Bangladeshi military personnel and diplomat

Md. Jahangir Kabir Talukder is a retired major general and former ambassador of Bangladesh to Kenya. He was the general officer commanding of the 24th Infantry Division, based in Chittagong Cantonment, and Chittagong area. He was the president of Bhatiary Golf and Country Club. He was the commandant of Bangladesh Military Academy. He is a former director of operations of Bangladesh Rifles.

== Early life ==
Talukder did his BSc at the University of Chittagong. He has a master's in defence studies from the National University, Bangladesh.

==Career==
Talukder received his commission in Bangladesh Army on 21 December 1984 in the infantry corp.

In 2009, Talukder was the director (operations) of Bangladesh Rifles after the Bangladesh Rifles mutiny. He was responsible for tracking down mutineers.

Talukder was the commandant of Bangladesh Military Academy. He received Prime Minister Sheikh Hasina for the 75th BMA Long Course at Bangladesh Military Academy.

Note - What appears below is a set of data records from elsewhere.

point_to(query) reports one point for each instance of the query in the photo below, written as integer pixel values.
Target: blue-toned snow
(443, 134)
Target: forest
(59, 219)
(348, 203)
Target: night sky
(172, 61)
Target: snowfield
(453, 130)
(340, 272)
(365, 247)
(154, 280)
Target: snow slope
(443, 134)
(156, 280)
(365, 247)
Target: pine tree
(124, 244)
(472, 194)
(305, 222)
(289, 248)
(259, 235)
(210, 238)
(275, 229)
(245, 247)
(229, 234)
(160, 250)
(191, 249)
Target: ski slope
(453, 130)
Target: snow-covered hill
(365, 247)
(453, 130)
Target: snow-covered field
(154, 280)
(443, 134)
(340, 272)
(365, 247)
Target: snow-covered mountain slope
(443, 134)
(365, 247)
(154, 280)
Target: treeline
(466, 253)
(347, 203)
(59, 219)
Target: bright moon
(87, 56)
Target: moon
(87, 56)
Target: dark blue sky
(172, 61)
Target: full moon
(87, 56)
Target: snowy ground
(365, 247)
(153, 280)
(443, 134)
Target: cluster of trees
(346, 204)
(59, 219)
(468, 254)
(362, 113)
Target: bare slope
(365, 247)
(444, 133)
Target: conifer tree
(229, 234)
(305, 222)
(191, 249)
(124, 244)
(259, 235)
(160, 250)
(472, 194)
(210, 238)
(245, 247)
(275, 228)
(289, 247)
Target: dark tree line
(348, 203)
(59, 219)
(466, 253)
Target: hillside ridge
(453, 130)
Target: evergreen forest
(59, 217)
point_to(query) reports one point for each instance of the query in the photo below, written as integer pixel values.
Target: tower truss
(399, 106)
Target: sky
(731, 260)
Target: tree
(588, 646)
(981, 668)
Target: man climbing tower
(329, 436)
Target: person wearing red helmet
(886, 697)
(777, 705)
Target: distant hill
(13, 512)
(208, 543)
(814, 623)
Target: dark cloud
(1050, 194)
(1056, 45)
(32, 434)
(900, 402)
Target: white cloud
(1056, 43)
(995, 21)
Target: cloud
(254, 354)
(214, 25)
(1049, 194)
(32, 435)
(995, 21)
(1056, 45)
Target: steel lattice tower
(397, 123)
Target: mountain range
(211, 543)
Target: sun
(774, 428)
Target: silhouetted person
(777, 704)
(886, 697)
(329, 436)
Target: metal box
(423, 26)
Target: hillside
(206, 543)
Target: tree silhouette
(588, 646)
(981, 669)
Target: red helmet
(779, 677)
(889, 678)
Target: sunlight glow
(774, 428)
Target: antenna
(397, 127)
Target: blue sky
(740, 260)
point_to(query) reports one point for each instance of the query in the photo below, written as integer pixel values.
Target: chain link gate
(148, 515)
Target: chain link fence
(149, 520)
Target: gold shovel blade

Talukder was the director general (operations and plan) at the Armed Forces Division in the Prime Minister's Office. He was the general officer commanding of the 24th Infantry Division.

In July 2019, Talukder was appointed the high commissioner of Bangladesh to Kenya.

After the fall of the Sheikh Hasina led Awami League government, Talukder was made a member of an investigation committee into the Bangladesh Rifles mutiny led by Major General ALM Fazlur Rahman. He is the vice-president of Old Rajshahi Cadets Association and donated protestors injured in protests against Shiekh Hasina on behalf on the foundation.